Legesse has his own vision for helping his community. Worried that Ethiopian Jews will “lose all” unless they integrate their distinctive customs with mainstream halachic Judaism, he envisions creating a modern Orthodox siddur that will feature additional Ethiopian traditions and customs as well as blessings in Amharic.
“We need to all find common ground with other Jewish communities and be a part of Am Yisrael,” says Legesse. “In that way we can say ‘brother,’ not ‘black’ or ‘white.’”

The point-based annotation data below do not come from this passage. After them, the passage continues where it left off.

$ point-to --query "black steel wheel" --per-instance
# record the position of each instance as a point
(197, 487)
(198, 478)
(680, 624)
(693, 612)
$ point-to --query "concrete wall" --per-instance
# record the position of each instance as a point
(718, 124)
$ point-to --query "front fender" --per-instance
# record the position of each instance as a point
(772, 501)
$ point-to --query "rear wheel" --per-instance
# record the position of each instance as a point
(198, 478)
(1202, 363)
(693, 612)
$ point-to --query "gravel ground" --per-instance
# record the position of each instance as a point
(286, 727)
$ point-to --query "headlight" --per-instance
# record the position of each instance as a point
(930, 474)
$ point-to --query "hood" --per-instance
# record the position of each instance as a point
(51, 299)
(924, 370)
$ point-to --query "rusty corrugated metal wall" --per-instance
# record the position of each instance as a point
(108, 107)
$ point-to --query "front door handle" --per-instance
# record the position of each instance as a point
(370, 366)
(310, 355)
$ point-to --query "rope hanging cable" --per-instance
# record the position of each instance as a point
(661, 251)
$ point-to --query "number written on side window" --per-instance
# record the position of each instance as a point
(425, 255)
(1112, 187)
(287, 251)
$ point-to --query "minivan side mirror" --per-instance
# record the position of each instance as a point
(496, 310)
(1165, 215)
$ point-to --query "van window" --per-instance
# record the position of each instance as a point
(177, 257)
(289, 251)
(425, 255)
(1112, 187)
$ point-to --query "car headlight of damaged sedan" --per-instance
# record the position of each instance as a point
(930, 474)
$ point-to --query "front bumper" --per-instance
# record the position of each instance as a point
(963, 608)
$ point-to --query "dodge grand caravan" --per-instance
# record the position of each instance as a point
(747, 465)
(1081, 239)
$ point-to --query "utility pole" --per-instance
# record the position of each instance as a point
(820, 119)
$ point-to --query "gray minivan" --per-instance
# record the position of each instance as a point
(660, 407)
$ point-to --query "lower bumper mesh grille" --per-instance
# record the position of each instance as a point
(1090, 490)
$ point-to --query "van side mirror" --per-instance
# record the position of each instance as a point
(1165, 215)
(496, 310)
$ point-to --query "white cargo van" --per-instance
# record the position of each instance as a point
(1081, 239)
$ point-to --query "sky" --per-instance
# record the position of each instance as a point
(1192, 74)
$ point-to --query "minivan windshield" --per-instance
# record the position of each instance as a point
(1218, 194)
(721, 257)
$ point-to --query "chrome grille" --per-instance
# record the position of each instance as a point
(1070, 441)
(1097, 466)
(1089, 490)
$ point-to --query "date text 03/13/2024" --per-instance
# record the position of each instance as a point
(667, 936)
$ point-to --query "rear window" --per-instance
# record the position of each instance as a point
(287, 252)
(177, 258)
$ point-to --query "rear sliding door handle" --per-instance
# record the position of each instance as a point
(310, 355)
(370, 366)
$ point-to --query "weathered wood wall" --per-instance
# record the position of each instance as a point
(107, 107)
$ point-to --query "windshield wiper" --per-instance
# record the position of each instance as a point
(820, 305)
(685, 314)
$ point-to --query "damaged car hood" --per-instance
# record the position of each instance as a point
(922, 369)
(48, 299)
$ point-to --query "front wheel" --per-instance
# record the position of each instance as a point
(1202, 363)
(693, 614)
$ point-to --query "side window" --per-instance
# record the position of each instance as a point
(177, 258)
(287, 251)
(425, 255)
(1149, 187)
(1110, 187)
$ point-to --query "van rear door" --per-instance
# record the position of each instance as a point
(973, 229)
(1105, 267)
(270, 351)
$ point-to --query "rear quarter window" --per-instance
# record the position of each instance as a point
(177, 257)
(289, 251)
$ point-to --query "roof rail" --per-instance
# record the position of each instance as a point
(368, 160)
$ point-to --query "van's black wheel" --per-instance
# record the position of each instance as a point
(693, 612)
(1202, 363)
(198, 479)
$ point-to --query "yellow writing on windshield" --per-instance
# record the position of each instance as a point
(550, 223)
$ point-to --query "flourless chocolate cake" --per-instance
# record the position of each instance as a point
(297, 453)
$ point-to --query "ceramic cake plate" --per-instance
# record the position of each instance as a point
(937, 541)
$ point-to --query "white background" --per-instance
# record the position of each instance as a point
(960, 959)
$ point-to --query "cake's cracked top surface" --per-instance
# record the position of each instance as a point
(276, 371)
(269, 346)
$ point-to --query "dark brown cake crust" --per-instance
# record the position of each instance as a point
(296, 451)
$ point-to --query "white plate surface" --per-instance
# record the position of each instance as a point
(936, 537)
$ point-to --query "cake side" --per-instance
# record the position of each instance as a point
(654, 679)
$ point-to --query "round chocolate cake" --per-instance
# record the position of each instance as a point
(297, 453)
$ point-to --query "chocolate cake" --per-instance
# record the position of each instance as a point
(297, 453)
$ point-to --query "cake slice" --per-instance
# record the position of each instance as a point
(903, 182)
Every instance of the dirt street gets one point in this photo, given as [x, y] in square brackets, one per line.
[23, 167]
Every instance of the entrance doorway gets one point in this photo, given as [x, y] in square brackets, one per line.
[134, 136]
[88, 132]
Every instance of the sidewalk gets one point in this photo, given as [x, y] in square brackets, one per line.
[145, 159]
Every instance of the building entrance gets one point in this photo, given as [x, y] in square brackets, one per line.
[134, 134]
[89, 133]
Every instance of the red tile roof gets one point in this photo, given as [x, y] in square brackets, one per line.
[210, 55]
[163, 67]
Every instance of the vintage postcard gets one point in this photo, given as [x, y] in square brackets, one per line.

Rahel Musleah, a frequent contributor to Hadassah Magazine, runs Jewish tours to India and speaks about its communities (explorejewishindia.com).
Debra Schneider says
Alefe, please come to Long Island & open a restaurant here (5 towns, West Hempstead) & I promise my husband & I will visit a lot! We love Ethiopian food & you could enlighten most of the population here! We have eaten it mainly in Montreal of all places, but it wasn’t Kosher. I think this story is fascinating & we need to be open to all of “our tribe”.
Mulu says
Helen Alefe is one of the strongest women I know. She is a proud Jewish Ethiopian and Israeli. She is an amazing and inspiring mom. I can’t wait to see her open her own restaurant. I will be the first to visit and share my own Ethiopian recipes.
Cheryl says
I would love to work with this community to educate others about it. I am a dancer and my dance company educates through the arts.
Stephen Moffett says
Where is the Ethiopian Jewish community in Washington DC or Maryland I am interested in converting …sirudc@yahoo.Com Stephen
Regina F Grimes says
I would love to know if there is a community in Fredericksburg, VA.
Cathrine Amal says
Thank for enlightening me on your community. I’m interested in meeting you to learn more about your culture and lives.
Catherine Amal says
Sorry my name is Catherine.I had made a mistake on it. Thank you.
Daniel says
We are all of one family there is no difference based on the color of our skin. We are all brothers and sisters who come from the house of Israel.
Malik says
Please provide me with some information on the Ethiopian Jewish community / Synagogues in Washington DC, Maryland and Virginia I’m interested in donating and learning more about the religion.
jaexil gilroy maitre says
please send all available information
rita schwartz says
I am on the board of the Brooklyn Jewish Historical Initiative studying and learning about the history and place for Jews in Brooklyn. You are fascinating. and would so much want to talk to you. Although we are on virus pause now, we have been visiting various jewish communities in Brooklyn to study their music and listen to have prayers are chanted. Cantor Bruce Ruben joins me in our visits…for services, conversations with Rabbis, Cantor and members of the congregations…..Is it possible for us to e mail or talk on the phone. Please. Rita Schwartz–and yes I live in Brooklyn!
Stephen Somerstein says
Back in the 1960s there was a thriving Ethiopian Jewish synagogue and community in Harlem. I visited it and attended services once on a visit. There were at least fifty family members at the service I attended. The rabbi was an impressive personality.
Bonnie Proctor says
I am a third generation decendant of Graenam Berger, and looking for contemporary information. I am a third generation from resident of Silver Spring, MD.